A teologia de Levítico 16, que trata do Dia da Expiação, é fundamental para entendermos o plano da redenção da humanidade. O capítulo é precedido por uma série de orientações cerimoniais sobre o processo de purificação. No capítulo 16, ele apresenta a solução de Deus para a mais profunda das impurezas, o pecado. Por meio do ritual da expiação, Deus oferece ao Seu povo um retrato de Sua santidade, do alcance do pecado, de Sua graça provedora e da remoção final do pecado, tipificada no envio do bode Azazel para o deserto. Deus não apenas perdoa, mas também está disposto a purificar os israelitas. Sem dúvida, o centro da teologia do livro se encontra nesse capítulo.
O relato inicia localizando o momento em que as orientações para esse cerimonial são dadas, isto é, “depois que morreram os dois filhos de Arão” (Lv 16:1). Nota-se, portanto, que era intenção do autor que o leitor conectasse esses dois momentos. A razão da morte dos filhos de Arão não foi o fato de terem se aproximado do Senhor (Lv 16:1), mas terem oferecido “fogo estranho” (Lv 10:1), não santificando a Deus (cf. Lv 10:3).
As orientações para o Dia da Expiação, portanto, exigiam que o povo fizesse a diferença entre aquilo que era santo e profano, entre aquilo que Deus ordenara e aquilo que Ele não ordenara (Lv 16:2; cf. 10:1). Deus iria apresentar a solução para o pecado no contexto da purificação do santuário, mas era necessário que o povo entendesse a gravidade do mesmo. Os israelitas somente estariam aptos a valorizar a cura à medida que entendessem a gravidade da doença.

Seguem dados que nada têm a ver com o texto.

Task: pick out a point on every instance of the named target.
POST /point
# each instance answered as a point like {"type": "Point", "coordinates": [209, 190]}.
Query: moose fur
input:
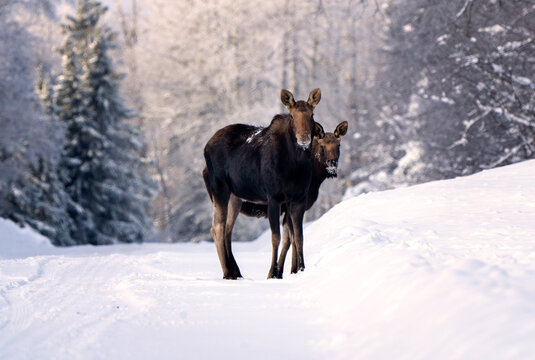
{"type": "Point", "coordinates": [271, 166]}
{"type": "Point", "coordinates": [325, 152]}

A IMPORTÂNCIA DA SANTIDADE
Embora a palavra “santidade” não apareça no texto, ao se iniciar a leitura do mesmo é possível perceber a presença de seu conceito em toda a cerimônia. Na verdade, não somente no capítulo 16, mas em todo o livro de Levítico “Yahweh repetidas vezes atua como um Deus santo que espera e ordena a santidade de Israel”, conforme enfatiza Paul R. House (Teologia do Antigo Testamento [Vida, 2005], p. 160). “Nada menos do que santidade intencional por parte do povo é digno do Deus santo”, ele complementa.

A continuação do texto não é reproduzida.